Stripe integration state of our application

This blog post outlines the approach we took to resolve such issues in our app, which had around 80k users, with 10% on the premium plan. We identified instances of both overpayment and underpayment, which could be attributed to manual data manipulation in Stripe, missing webhooks, or bugs in our system.

Are you seeking assistance with Ruby on Rails development?

The plan to reconcile data with Stripe

While we used Ruby for scripting, this solution is universal and can be applied to applications written in other languages like Python, Node.js, Java, Rust, and Go.

Our plan is the following:

  1. Fetch all relevant data from Stripe via Stripe REST API. In our case that included all customer entities and their subscriptions.
  2. Put the fetched data into our database. To avoid polluting the main database schema, use a separate namespace for these tables. In fact, PostgreSQL refers to this namespace concept as schema. The default schema is public. We create the stripe schema and necessary tables inside it.
  3. Analyze the discrepancies using SQL queries. SQL is not only faster and less prone to bugs for this kind of task in terms of data processing but also in development. This means we will obtain results faster with fewer expenses for the business.
  4. Configure Metabase for these reports. Metabase is the system we use to write SQL and build reports. Set up notifications for data discrepancies so that we receive alerts about new cases and can react to them as soon as possible. Luckily, it was already set up for this project. The good news is that its setup takes very little time.
  5. Schedule the data scraper from Step 1 to run automatically every week.

Shining plan

Stripe data store preparation

First, we need to create the DB schema along with the Stripe tables. This is the SQL script we used for that:

create schema stripe;
create table stripe.customers (
  id serial not null,
  stripe_id varchar(250),
  email varchar(250) not null,
  created_in_stripe timestamp,
  description varchar(250),
  metadata jsonb,
  deleted boolean,
  created_at timestamp default current_timestamp,
  updated_at timestamp default current_timestamp
);
create table stripe.subscriptions (
  id serial not null,
  stripe_id varchar(250),
  stripe_customer_id varchar(250),
  plan_id varchar(250),
  status varchar(250),
  created_at timestamp default current_timestamp,
  updated_at timestamp default current_timestamp
);

Inside the Rails app, data migrations could be created for this purpose. However, as we are unsure whether these tables are permanent at the moment, we use SQL and execute it manually on the server.
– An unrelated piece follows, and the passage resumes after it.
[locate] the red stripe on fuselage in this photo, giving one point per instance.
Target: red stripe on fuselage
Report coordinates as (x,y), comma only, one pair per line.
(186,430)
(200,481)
Our app uses Rails, so it has ActiveRecord, and we can point our models to these tables. These are the ActiveRecord models we created for our convenience while working with these tables in the Ruby script:

class StripeSchema < ActiveRecord::Base
  self.abstract_class = true
  establish_connection :stripe
end

class StripeCustomer < StripeSchema
  self.table_name = :customers
  self.primary_key = :id
end

class StripeSubscription < StripeSchema
  self.table_name = :subscriptions
  self.primary_key = :id

  belongs_to :stripe_customer, foreign_key: :stripe_id
end

We have a special folder in the app, app/scripts, where we put this kind of ad-hoc code. Later, we use Rails runner to execute them on the production server against the real data. They can also be run locally for testing purposes during script development. This script code was put into app/scripts/stripe_classes.rb file.
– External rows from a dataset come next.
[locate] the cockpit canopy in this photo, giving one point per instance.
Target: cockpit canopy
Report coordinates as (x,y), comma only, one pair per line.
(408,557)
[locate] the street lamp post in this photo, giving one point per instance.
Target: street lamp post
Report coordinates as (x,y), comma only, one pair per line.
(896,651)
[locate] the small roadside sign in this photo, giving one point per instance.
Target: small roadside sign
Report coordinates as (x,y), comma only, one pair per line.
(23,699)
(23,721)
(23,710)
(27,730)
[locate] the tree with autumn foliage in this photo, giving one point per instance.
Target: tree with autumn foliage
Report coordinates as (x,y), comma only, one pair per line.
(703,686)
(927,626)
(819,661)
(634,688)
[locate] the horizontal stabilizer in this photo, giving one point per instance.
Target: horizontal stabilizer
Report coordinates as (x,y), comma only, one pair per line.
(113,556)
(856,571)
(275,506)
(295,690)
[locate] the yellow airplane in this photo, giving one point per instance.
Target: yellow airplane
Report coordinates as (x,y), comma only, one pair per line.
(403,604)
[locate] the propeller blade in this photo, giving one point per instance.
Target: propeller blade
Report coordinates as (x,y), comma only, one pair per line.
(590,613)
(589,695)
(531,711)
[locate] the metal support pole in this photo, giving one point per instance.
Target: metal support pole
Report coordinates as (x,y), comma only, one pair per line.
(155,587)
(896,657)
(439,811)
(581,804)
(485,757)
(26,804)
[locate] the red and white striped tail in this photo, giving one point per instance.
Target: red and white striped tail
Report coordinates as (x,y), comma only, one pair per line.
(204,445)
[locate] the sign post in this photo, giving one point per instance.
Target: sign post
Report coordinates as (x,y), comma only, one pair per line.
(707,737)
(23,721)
Are you seeking assistance with Ruby on Rails development?

The Stripe data scrapper

And this is the script we’ve come up with:

starting_after = nil

loop do
  params = {expand: ['data.subscriptions'], limit: 100}
  params[:starting_after] = starting_after if starting_after

  customers = Stripe::Customer.list(params)

  customers.each do |cus|
    ApplicationRecord.transaction do
      StripeCustomer.create(
        email: cus["email"],
        stripe_id: cus["id"],
        description: cus["description"],
        created_in_stripe: cus["created"] ? Time.zone.at(cus["created"]) : nil,
        metadata: cus["metadata"],
        subscriptions: customer_subscriptions,
        deleted: cus["deleted"]
      )

      cus.subscriptions.each do |sub|
        StripeSubscription.create(
          stripe_customer_id: cus["id"],
          stripe_id: sub["id"],
          plan_id: sub["plan"]["id"],
          status: sub["status"]
        )
      end
    end

    starting_after = cus["id"]
  end
  break if customers.count < 100
end

This script fetches all Stripe customers along with their subscriptions. Later, using this data, we can compare it against our app’s database and identify any deviations.
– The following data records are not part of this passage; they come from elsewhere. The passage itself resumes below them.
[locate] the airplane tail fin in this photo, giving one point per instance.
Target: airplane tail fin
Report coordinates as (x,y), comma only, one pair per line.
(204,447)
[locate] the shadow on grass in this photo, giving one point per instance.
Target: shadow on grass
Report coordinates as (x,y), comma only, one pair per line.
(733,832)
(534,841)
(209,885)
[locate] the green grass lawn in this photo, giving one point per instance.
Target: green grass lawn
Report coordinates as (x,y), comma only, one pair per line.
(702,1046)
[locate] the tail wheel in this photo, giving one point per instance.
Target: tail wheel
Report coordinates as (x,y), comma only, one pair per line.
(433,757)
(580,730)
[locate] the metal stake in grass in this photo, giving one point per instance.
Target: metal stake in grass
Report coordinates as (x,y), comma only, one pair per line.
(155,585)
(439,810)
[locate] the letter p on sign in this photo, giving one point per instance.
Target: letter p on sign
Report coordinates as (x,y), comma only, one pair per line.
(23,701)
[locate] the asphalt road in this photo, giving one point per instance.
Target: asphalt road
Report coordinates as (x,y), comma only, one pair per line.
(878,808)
We run this script on the server with the rails runner. Its run can take a while. Not to get the process killed with a closed SSH connection to the server, we use screen utility. At least for the first time, we have to run it manually and monitor for any failures. If there are any issues, we fix them. This way, we verify that the script is valid and reliable. Later, we can automate it to run on a schedule. We’ve collected data on 85k customers and 8.5k subscriptions, and it took around 1 hour. Not bad for this amount of data.

Collected data from Stripe

Run the script automatically

After some preliminary data analysis and verification of its correctness, we can set up this script to run automatically on the server. We use sidekiq and its extension sidekiq-scheduler for this, as it’s already in place. The app also has Rollbar configured to monitor exceptions and errors, so if something goes wrong, we can be notified.

This is the job:

class UpdateStripeData
  include Sidekiq::Worker

  require_relative '../../scripts/stripe_classes'

  def perform
    drop_old_data
    record_stripe_data
  end

  private

  def record_stripe_data
    starting_after = nil

    loop do
      params = {expand: ['data.subscriptions'], limit: 100}
      params[:starting_after] = starting_after if starting_after

      customers = Stripe::Customer.list(params)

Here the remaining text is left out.